Learning Object Relations with Graph Neural Networks for Target-Driven Grasping in Dense Clutter

Abstract

Robots in the real world frequently come across identical objects in dense clutter. When evaluating grasp poses in these scenarios, a target-driven grasping system requires knowledge of spatial relations between scene objects (e.g., proximity, adjacency, and occlusions). To efficiently complete this task, we propose a target-driven grasping system that simultaneously considers object relations and predicts 6-DoF grasp poses. A densely cluttered scene is first formulated as a grasp graph with nodes representing object geometries in the grasp coordinate frame and edges indicating spatial relations between the objects. We design a Grasp Graph Neural Network (G2N2) that evaluates the grasp graph and finds the most feasible 6-DoF grasp pose for a target object. Additionally, we develop a diverse shape completion-assisted grasp pose sampling method that improves sample quality and consequently training and grasping efficiency. We compare our method against several baselines in both simulated and real settings. In real-world experiments with novel objects, our approach achieves a 77.78% grasping accuracy in densely cluttered scenarios, surpassing the best-performing baseline by more than 15%.

Grasping one of the identical targets in dense clutter. Among the three meat cans, the one in the green bounding box is less surrounded by other objects. Grasping the more accessible target with a flexible pose is more likely to succeed. Reasoning about object relationships, the proposed target-driven grasping system predicts more feasible grasp poses in dense clutter.

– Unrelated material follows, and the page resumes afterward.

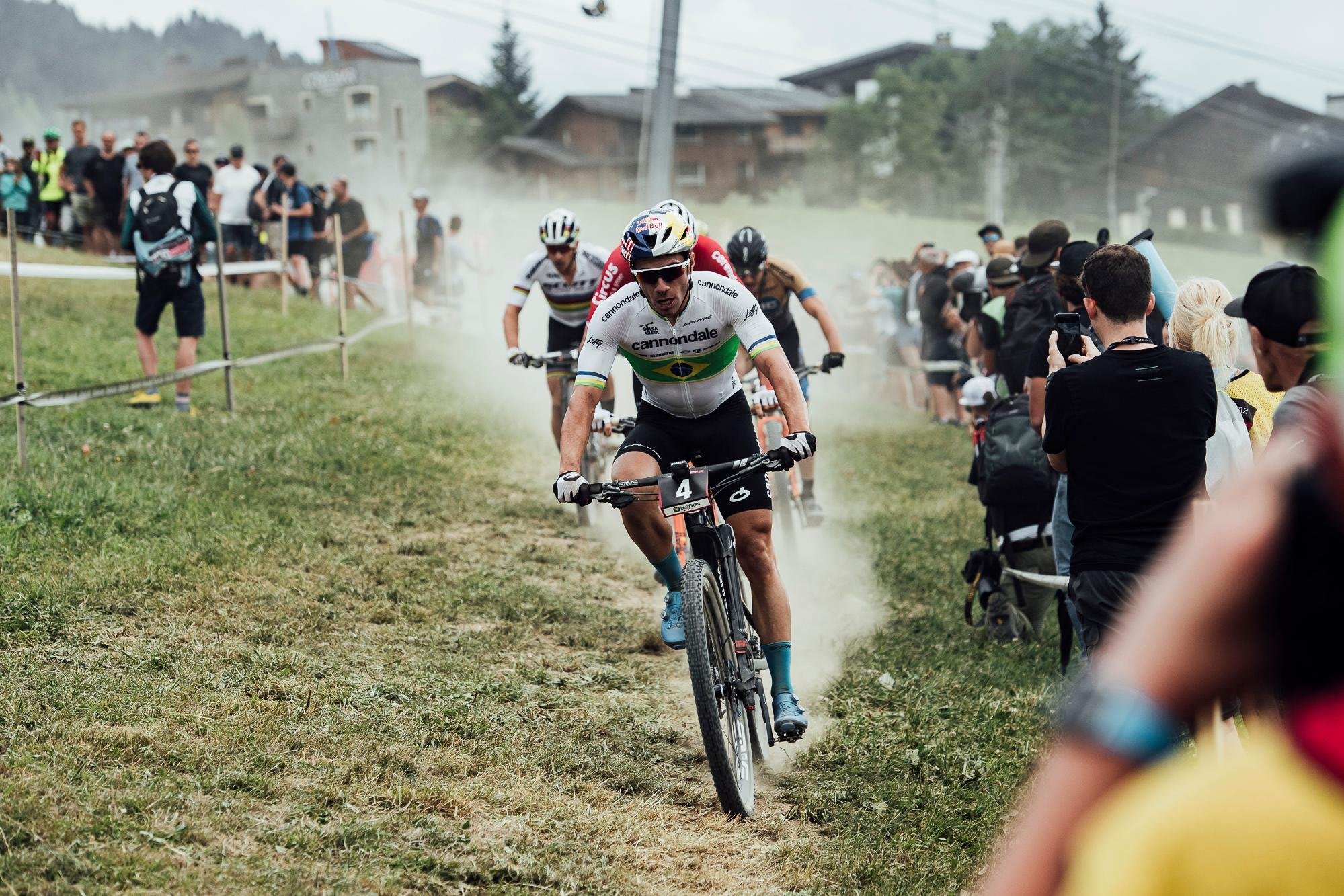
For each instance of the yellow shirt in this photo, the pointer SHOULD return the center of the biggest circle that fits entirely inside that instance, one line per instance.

Grasping pipeline. Our approach first segments the RGB-D image and localizes the target objects, and then samples diverse 6-DoF grasp candidates for each target object. The object point clouds are transformed into each candidate's grasp coordinate frame and voxelized. Next, we apply graph transformation to construct grasp graphs, where the voxel grids are encoded into latent features and used as node embeddings. For a set of N grasp candidates, the G2N2 evaluates the grasp graph for each candidate, and predicts an overall grasping score that simultaneously considers grasping stability and spatial relations between objects.

Experiments in the real world. Block Clutter includes training objects arranged with increasing densities. As scene grows more complex, knowledge of object relations significantly facilitates grasping activities. Novel scenes include unseen objects that distinct from the training ones, significantly increased the reasoning difficulties.